JACK McConnell was last night accused of offering councils a pre-election "bribe" to force them to make greater use of controversial private funding initiatives (PFIs).
The First Minister announced a new back-up fund from which money will be released for school building projects.
Opposition parties have denounced the scheme, claiming it is aimed at forcing councils which are opposing PFI, or public-private partnerships, as they are known now, to change their minds. Mr McConnell was accused of deliberately keeping back cash in a way which would penalise the residents of councils which wanted to finance school building and refurbishment programmes by alternative methods of funding.
The policy is set to become a contentious issue in the run-up to next year’s Scottish Parliament and local government elections. The SNP and trade unions have already united in opposition to PFI schemes.

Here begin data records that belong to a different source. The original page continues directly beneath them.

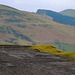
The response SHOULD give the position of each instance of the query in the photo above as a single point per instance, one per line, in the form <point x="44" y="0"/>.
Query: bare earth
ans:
<point x="18" y="60"/>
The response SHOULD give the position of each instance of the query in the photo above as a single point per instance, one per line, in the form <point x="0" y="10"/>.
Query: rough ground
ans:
<point x="18" y="60"/>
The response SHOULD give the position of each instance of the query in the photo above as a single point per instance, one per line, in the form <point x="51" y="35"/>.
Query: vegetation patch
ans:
<point x="53" y="50"/>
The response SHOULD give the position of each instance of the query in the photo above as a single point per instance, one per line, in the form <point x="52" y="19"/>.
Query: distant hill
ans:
<point x="25" y="28"/>
<point x="68" y="12"/>
<point x="57" y="17"/>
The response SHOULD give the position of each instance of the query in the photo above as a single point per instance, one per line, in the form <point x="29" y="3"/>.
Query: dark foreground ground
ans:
<point x="17" y="60"/>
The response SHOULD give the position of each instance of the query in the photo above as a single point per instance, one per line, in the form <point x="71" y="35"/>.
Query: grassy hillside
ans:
<point x="63" y="46"/>
<point x="57" y="17"/>
<point x="68" y="12"/>
<point x="53" y="50"/>
<point x="25" y="28"/>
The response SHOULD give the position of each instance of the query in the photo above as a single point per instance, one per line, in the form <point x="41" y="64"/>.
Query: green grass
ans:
<point x="63" y="46"/>
<point x="53" y="50"/>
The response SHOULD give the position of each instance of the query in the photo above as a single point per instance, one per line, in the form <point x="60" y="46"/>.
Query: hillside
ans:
<point x="57" y="17"/>
<point x="68" y="12"/>
<point x="18" y="60"/>
<point x="25" y="28"/>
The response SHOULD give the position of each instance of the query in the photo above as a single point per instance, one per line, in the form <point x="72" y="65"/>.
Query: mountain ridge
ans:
<point x="57" y="17"/>
<point x="68" y="12"/>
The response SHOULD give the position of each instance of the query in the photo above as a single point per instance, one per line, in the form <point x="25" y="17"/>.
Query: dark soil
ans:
<point x="18" y="60"/>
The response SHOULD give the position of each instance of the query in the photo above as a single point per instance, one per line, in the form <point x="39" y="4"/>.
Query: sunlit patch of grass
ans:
<point x="53" y="50"/>
<point x="46" y="48"/>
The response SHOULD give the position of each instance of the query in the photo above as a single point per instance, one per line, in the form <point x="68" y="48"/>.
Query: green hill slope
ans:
<point x="68" y="12"/>
<point x="25" y="28"/>
<point x="57" y="17"/>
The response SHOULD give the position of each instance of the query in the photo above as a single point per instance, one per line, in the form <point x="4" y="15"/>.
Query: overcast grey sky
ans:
<point x="33" y="5"/>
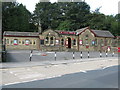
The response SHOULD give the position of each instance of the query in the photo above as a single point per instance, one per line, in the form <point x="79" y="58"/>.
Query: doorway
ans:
<point x="69" y="42"/>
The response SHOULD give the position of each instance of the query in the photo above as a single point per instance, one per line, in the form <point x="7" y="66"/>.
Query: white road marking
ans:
<point x="11" y="83"/>
<point x="83" y="71"/>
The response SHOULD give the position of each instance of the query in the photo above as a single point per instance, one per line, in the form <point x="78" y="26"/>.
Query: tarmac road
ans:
<point x="23" y="55"/>
<point x="100" y="78"/>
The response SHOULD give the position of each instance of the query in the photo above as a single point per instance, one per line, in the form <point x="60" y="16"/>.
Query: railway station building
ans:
<point x="85" y="39"/>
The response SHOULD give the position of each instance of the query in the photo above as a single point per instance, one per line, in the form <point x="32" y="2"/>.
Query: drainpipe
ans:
<point x="0" y="31"/>
<point x="78" y="42"/>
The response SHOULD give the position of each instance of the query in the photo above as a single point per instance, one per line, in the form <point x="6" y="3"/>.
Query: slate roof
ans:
<point x="102" y="33"/>
<point x="98" y="33"/>
<point x="78" y="31"/>
<point x="10" y="33"/>
<point x="65" y="32"/>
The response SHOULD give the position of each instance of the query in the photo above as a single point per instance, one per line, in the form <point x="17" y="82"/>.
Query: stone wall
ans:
<point x="34" y="43"/>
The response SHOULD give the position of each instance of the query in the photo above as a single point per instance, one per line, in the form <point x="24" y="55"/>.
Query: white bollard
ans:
<point x="81" y="54"/>
<point x="55" y="55"/>
<point x="88" y="55"/>
<point x="106" y="54"/>
<point x="73" y="55"/>
<point x="31" y="55"/>
<point x="100" y="54"/>
<point x="113" y="54"/>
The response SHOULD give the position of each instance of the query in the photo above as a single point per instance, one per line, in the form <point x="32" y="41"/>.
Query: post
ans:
<point x="81" y="54"/>
<point x="88" y="55"/>
<point x="55" y="56"/>
<point x="31" y="55"/>
<point x="106" y="54"/>
<point x="100" y="54"/>
<point x="113" y="54"/>
<point x="73" y="55"/>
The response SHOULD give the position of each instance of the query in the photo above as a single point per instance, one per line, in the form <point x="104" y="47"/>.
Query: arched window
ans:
<point x="101" y="42"/>
<point x="74" y="42"/>
<point x="47" y="40"/>
<point x="51" y="40"/>
<point x="62" y="42"/>
<point x="27" y="42"/>
<point x="15" y="41"/>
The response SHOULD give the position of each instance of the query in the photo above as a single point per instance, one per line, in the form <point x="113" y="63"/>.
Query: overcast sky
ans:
<point x="108" y="7"/>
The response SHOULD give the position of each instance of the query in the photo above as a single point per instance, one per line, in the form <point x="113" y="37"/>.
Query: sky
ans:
<point x="108" y="7"/>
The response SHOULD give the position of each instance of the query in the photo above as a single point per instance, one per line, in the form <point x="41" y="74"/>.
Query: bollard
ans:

Mr McConnell, speaking during a visit to West Dunbartonshire, where the local authority is opposing PFI schemes, said a small number of opposition-led councils were depriving schools of key resources for "political reasons". He said councils which opposed private finance schemes would be able to claim a share of the cash - if they changed their stance.

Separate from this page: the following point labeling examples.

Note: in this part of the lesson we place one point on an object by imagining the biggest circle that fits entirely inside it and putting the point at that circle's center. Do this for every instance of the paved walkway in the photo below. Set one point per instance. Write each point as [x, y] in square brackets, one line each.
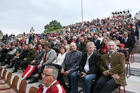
[133, 82]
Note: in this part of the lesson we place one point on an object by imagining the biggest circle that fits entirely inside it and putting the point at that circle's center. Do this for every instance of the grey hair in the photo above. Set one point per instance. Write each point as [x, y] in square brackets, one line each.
[112, 42]
[54, 71]
[90, 43]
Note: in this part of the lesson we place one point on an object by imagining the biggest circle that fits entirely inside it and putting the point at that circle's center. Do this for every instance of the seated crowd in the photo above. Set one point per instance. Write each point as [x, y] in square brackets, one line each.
[93, 50]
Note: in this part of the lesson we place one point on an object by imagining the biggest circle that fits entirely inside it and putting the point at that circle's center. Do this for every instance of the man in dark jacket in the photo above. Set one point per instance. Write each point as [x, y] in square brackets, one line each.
[87, 70]
[27, 60]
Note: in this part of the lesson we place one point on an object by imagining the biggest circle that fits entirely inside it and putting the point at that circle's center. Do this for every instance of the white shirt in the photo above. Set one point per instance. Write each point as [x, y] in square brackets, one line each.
[60, 59]
[86, 67]
[46, 88]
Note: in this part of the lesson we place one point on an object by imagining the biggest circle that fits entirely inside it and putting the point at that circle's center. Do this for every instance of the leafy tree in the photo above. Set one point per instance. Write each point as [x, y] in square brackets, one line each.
[53, 25]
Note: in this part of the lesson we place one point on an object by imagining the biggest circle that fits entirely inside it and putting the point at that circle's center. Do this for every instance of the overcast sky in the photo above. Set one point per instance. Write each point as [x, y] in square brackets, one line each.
[18, 16]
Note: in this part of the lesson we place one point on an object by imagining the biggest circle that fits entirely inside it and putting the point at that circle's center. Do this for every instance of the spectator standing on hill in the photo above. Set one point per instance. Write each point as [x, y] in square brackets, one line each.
[112, 67]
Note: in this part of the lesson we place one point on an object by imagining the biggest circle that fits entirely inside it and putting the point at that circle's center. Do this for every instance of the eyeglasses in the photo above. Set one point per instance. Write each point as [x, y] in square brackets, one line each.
[43, 74]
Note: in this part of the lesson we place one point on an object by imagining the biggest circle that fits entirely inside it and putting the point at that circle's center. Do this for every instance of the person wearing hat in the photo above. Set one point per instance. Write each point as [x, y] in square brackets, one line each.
[49, 56]
[121, 49]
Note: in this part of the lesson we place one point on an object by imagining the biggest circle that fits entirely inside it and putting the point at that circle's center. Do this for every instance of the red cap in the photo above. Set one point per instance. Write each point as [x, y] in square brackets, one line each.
[122, 45]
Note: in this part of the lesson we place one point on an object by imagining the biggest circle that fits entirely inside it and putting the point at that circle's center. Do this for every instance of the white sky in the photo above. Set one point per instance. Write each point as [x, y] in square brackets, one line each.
[18, 16]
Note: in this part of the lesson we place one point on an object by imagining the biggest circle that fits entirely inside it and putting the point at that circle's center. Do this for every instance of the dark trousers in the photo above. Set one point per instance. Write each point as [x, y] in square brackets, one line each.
[105, 85]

Denying he was trying to coerce opposition councils into toeing the Executive line, Mr McConnell said: "We’re not holding back money from councils, we’re making money available to councils.
"You can see in Glasgow and other parts of Scotland the fantastic benefits that have come through the programme in improving education.
"I think it’s an absolute tragedy that some councils, for party political reasons, are choosing not to take part in this national programme."
Alasdair Morgan, the SNP’s finance spokesman, said the scheme was nothing more than a bribe to councils, many of whom were seriously looking at alternative methods.
He pointed out that West Dunbartonshire Council, run by a coalition of SNP, independents and Scottish Socialists, believed alternative funding methods should be considered by the Scottish Executive and that PFI is dropped.
He said: "Jack McConnell is holding back money for public building projects so he can pursue his privatisation scheme, which takes money out of public services and stuffs it into the pockets of private financiers. This is an indication that Labour are running scared of the SNP policy of not-for-profit trusts."
A source close to Mr McConnell said the size of the back-fund was yet to be decided, but confirmed cash due to be allocated in December would be held back until after next year’s elections.
In June, the Executive announced a 1.15 billion package of PFI schemes for the building and refurbishment of 300 schools.